CLINICAL TIP: A SILICONE CAT MASK CAN BE USED FOR MAINTAINING PIGS WITHOUT AN ENDOTRACHEAL TUBE. THE MASK FORMS A SEAL WITH THE SNOUT, AND REDUCES DEAD SPACE IN THE ANESTHESIA CIRCUIT. THE MASKS ARE AVAILABLE FROM ANESCO INC, 115 ETTER LANE, GEORGETOWN, KY, 40324 . THIS MASK CANNOT BE USED FOR LONG-TERM DELIVERY OF ANESTHETIC OR FOR HIGH RISK ANESTHESIAS.

f) Although expensive, isoflurane is preferred because it has most rapid effect and the shortest recovery period of all inhalational anesthetics. The concentration of anesthetic vapor during induction should not exceed 3%. After induction and anesthesia, adjust the gas concentration upward or downward as needed. g) The approximate MAC (minimum anesthetic concentration) of halothane is 1.5%, but can range between 0.5 and 3.0%.

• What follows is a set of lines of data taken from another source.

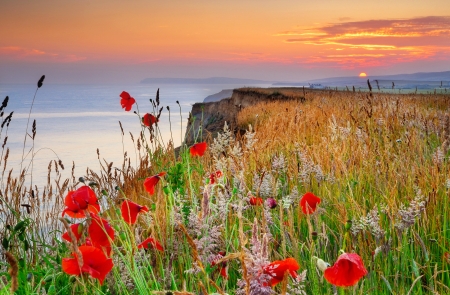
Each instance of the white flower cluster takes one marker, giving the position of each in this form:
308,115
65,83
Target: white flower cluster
279,164
263,184
309,168
371,223
256,259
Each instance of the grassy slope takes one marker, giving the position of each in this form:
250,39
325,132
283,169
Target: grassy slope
374,160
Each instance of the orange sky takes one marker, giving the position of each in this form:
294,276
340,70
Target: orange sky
262,39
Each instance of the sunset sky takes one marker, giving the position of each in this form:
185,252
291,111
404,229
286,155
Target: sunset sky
126,41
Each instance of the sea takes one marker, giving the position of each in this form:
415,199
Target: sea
73,121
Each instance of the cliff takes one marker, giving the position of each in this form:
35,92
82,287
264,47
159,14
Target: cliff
211,116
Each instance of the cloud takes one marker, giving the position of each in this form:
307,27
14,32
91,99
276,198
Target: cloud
27,54
375,42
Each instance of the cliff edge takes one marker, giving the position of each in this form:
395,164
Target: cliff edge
211,116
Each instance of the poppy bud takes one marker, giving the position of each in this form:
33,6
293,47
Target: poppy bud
322,265
41,81
271,203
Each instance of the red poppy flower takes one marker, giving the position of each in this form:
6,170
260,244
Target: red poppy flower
126,101
198,149
213,176
75,228
101,233
153,243
277,269
347,270
254,201
151,182
80,200
309,203
222,266
130,210
149,120
95,263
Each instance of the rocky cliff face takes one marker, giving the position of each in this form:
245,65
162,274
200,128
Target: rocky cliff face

h) The approximate MAC of isoflurane is 1.5 %

i) Orotracheal intubation

(1) Cuffed orotracheal tubes should be inserted when the medical condition is complicated or long (>20 minutes of duration). Medical conditions that require endotracheal intubation include debilitation, hypovolemia, hypotension, and hypercarbia.

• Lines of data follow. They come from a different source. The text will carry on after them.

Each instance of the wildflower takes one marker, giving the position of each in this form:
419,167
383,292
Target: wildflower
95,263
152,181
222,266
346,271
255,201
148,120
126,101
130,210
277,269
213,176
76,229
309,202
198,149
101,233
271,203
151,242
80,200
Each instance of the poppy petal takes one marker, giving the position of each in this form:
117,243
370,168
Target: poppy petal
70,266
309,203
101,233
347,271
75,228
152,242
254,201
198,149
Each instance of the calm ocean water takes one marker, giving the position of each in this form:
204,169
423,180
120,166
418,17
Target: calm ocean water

(2) Because of the pig's long, narrow mouth, serpentine airway, profuse salivation, and limited jaw movement, and indistinct arytenoid processes, visualization of the aditus laryngeus is difficult. The tortuous curvature of the airway limits the freedom to manipulate the epiglottis with the tip of the laryngoscope blade.

CLINICAL TIP: PRIOR TO ENDOTRACHEAL INTUBATION, ASPIRATE SALIVA FROM THE AIRWAY USING SUCTION. TO REDUCE THE SALIVARY FLOW, PREMEDICATE THE PIG WITH ATROPINE. ADMINISTER 0.05 MG/KG OF ATROPINE OR 0.01 MG/KG OF GLYCOPYRROLATE SUBCUTANEOUSLY.

(3) Method for intubation

(a) Insert strips of unrolled gauze behind the incisors of the upper and lower jaws. Pull on the strips in order to open the mouth. Extend the head and neck while pulling the tongue from the mouth. Insert a laryngoscope blade in order to illuminate the pharynx. If necessary, aspirate saliva from the pharynx in order visualize the epiglottis. With the tongue extended, depress the epiglottis using the tip of the laryngoscope blade. Spray 0.5 ml of lidocaine over the aditus laryngeus, through a 16 gauge Angiocath catheter. Insert an 8 french Sovereign urethral catheter into the aditus laryngeus, and push an endotracheal tube over the catheter. Spin the endotracheal tube as it is passed over the catheter and into the aditus laryngeus,. Begin the procedure with the tip of the tube curved ventrally. Place the end of the tube on the arytenoid folds which reflexively close when touched. Push the tube past the closed vocal folds while rotating and exerting downward pressure. When the tube is inserted, the pig will cough reflexively, and will expel a large amount of air from the tube. Inflate the balloon, and connect the anesthetic machine. Tubes measuring 5 to 7 mm are commonly used for orotracheal intubation of adult pigs. Tubes as small as 2 to 4 mm in diameter are required for pigs weighing less than 2.5 to 5 kg.

Recommended endotracheal tube sizes for pigs of different body weights

Range of sizes

Range of body weights (kg)   Range of french no.   Range of diameter (mm)
0.5 to 1.5   8 to 12   2.5 to 4.0
4 to 6   14 to 16   4.5 to 5.2
8 to 18   18 to 22   6.0 to 7.0
20 to 26   20 to 24   6.5 to 8.0
30 to 40   26 to 30   8.5 to 10.0

Data are from Kumar, A, and McCullough, N, General anesthesia for newborn pigs, Lab Anim Sci, 29, 251, 1979.

CLINICAL TIP: DO NOT PERFORATE THE AIRWAY WITH THE SOVEREIGN CATHETER. INTRATHORACIC AIRWAY LEAKS RESULT IN EITHER PNEUMO- MEDIASTINUM OR TENSION PNEUMOTHORAX. PIGS WITH PNEUMOTHORAX GASP AND BECOME CYANOTIC WHILE UNDER ANESTHETIC. THE LUNG SOUNDS ON THE AFFECTED SIDE OF THE CHEST ARE ABSENT. THE AFFECTED PIGS REMAIN UNESTHETIZED DESPITE HIGH CONCENTRATIONS OF ANESTHETIC VAPOR.

(4) A ventral diverticulum anteroventral to the arytenoid fold, and a narrow, sigmoid airway are major obstacles for orotracheal intubation. Swine also have a deep pharyngeal diverticulum dorsal to the larynx. This structure may be lacerated during the intubation.